Decision Tree Insights into Spatial and Temporal Patterns of Convergence in EU Labour Markets
DOI: https://doi.org/10.1177/0308518X251352697

This study, developed within the BRRIDGE project -- a collaboration among Matej Bel University, Central European University, the European University Institute, and the University of Galway -- demonstrates how international research networks can accelerate top-tier, policy-relevant science.

What the authors did:

  • Analyzed 258 NUTS-2 regions across 25 EU countries for 2010 and 2019.
  • Applied decision-tree methods instead of traditional linear approaches, letting the data reveal meaningful “convergence clubs” rather than assuming a single path.
  • Examined labour market efficiency (employment, unemployment, gender gaps, productivity) as the key lens for regional convergence.

What they found:

  • Productivity consistently sits at the root of convergence patterns, highlighting its central role in prosperity.
  • By 2019, gender balance in employment gained more explanatory weight than headline employment rates, underlining that the quality and distribution of work matter as much as quantity.
  • Catch-up dynamics are highly uneven: while capital-city regions such as Bratislava or Ljubljana surged ahead, many hinterlands lagged, and some Western peripheries resembled post-socialist patterns.

Why it matters:
As Andrés Rodríguez-Pose (LSE) aptly commented, this research reframes the EU convergence debate:

“What emerges [from this study] reframes the conversation. ... the policy implication raises a word of warning to researchers and decision-makers alike: manage to the map, not the mean.

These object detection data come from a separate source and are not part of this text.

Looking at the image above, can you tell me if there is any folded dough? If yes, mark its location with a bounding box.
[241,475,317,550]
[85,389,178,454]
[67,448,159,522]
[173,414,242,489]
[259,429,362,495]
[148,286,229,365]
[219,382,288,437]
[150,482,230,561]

If convergence is club-based and conditioned by structure, then Cohesion Policy must be place-sensitive: raising productivity where it is systemically low, tackling stubborn unemployment where traps threaten, and minding the widening gap between capitals and their countrysides.”

The findings make a strong case for region-specific, evidence-based policy interventions rather than one-size-fits-all fixes.